2. Revenue generation by non-profit organizations: Similarly, non-profit organizations are not permitted to have a profit purpose.Footnote 31 The Canada Revenue Agency has interpreted this requirement quite narrowly, so that currently a non-profit cannot intentionally budget for profit even when that profit is reinvested into the mission of the organization. This prevents "public benefit" non-profit organizations from growing a social enterprise or using it to diversify their revenue sources.

3. Direction and control: To ensure that charitable resources remain within the sector and available for charitable beneficiaries, registered charities are required to maintain direction and control of their resources. Rules relating to the direction and control of charitable resources limit how charities work with non-qualified donees,Footnote 32 in the furtherance of their purposes, even where such collaboration would be the most effective way to achieve a result. These rules also prevent charities interested in supporting other organizations through investment from investing at below-market rates, even if those investments further the charity’s mission. The rules are particularly problematic when they require non-Indigenous organizations to exert direction and control over Indigenous recipients. Further, the rules pertaining to program-related investments at the federal level overlap with, and may differ from investment rules at the provincial and territorial level, causing confusion and further administrative burden.

Figure 31. Examples of the challenges pertaining to private benefit rulesFootnote 33

Example 1: A small automotive repair shop is looking for help finding good employees.
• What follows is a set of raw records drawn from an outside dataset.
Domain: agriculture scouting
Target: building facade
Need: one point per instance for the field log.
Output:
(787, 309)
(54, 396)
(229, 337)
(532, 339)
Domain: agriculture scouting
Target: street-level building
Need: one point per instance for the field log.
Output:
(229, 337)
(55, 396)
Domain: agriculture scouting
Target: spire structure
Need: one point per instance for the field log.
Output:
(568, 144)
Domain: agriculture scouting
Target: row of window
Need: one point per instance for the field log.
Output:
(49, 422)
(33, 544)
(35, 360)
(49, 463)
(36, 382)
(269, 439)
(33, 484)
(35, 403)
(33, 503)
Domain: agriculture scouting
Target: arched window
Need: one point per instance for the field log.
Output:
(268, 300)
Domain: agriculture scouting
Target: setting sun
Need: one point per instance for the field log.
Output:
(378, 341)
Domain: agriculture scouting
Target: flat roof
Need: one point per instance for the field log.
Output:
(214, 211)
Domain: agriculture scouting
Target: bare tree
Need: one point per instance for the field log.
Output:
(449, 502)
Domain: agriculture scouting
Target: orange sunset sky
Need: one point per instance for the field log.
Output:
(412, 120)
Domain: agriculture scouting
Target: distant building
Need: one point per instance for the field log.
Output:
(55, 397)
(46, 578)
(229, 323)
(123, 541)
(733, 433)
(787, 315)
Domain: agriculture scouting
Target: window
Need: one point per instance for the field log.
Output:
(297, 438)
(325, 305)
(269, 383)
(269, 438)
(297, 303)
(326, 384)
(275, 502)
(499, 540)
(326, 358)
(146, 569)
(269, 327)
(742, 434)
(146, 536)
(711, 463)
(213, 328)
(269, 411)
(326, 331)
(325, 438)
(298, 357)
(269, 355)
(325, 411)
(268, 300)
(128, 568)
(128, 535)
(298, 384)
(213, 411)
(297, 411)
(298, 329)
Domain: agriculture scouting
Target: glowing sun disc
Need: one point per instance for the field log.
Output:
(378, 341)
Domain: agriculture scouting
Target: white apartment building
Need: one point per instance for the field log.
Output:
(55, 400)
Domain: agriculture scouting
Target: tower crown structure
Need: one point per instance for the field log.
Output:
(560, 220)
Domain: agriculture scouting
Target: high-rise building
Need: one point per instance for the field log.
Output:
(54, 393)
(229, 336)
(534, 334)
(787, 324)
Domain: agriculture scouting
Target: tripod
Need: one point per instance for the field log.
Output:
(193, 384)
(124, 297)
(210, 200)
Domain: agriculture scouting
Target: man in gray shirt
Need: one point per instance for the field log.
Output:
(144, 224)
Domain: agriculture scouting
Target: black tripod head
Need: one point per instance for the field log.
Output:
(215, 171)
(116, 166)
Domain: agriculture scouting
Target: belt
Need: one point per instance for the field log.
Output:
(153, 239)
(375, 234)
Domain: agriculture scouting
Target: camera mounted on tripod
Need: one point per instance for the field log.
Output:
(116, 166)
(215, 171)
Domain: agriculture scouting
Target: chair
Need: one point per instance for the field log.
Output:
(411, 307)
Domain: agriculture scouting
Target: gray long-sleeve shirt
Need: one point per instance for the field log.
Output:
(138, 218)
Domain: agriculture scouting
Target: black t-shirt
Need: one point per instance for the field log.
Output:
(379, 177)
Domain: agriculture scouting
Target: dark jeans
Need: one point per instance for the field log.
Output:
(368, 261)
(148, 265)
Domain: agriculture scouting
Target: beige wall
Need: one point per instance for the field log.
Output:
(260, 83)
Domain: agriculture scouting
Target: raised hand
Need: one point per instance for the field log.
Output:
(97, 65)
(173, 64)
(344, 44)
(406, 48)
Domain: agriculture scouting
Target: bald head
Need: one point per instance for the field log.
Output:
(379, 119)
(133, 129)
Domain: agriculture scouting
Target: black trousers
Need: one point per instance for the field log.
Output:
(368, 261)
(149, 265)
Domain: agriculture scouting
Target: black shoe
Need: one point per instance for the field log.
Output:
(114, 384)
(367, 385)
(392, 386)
They have found a local registered charity that provides job readiness training to Canadians in vulnerable circumstances. While the charity is permitted to provide training to these individuals, they are not allowed to provide job placement services directly to employers. This is because the Canada Revenue Agency could view the activities as providing a private benefit to the employer that is not incidental to achieving a charitable purpose, which is not permissible under current rules.Footnote 34 As a result, the automotive shop is unable to work with the charity to find good employees, even if the partnership is more effective in creating employment opportunities for Canadians in vulnerable circumstances than traditional job readiness programs.

Example 2: A registered charity has been advised that their charitable status is under review because their purpose is to support entrepreneurs in Canada. Canada Revenue Agency guidance states that "promoting entrepreneurship by helping entrepreneurs bring new and innovative ideas to the marketplace" is not charitable, unless it is for activities in areas of social and economic deprivation.Footnote 35 The charity currently receives government funding. So, on the one hand, the federal government is committing resources in support of these activities; on the other hand, it is constraining the organization’s ability to carry out these activities within the charitable model.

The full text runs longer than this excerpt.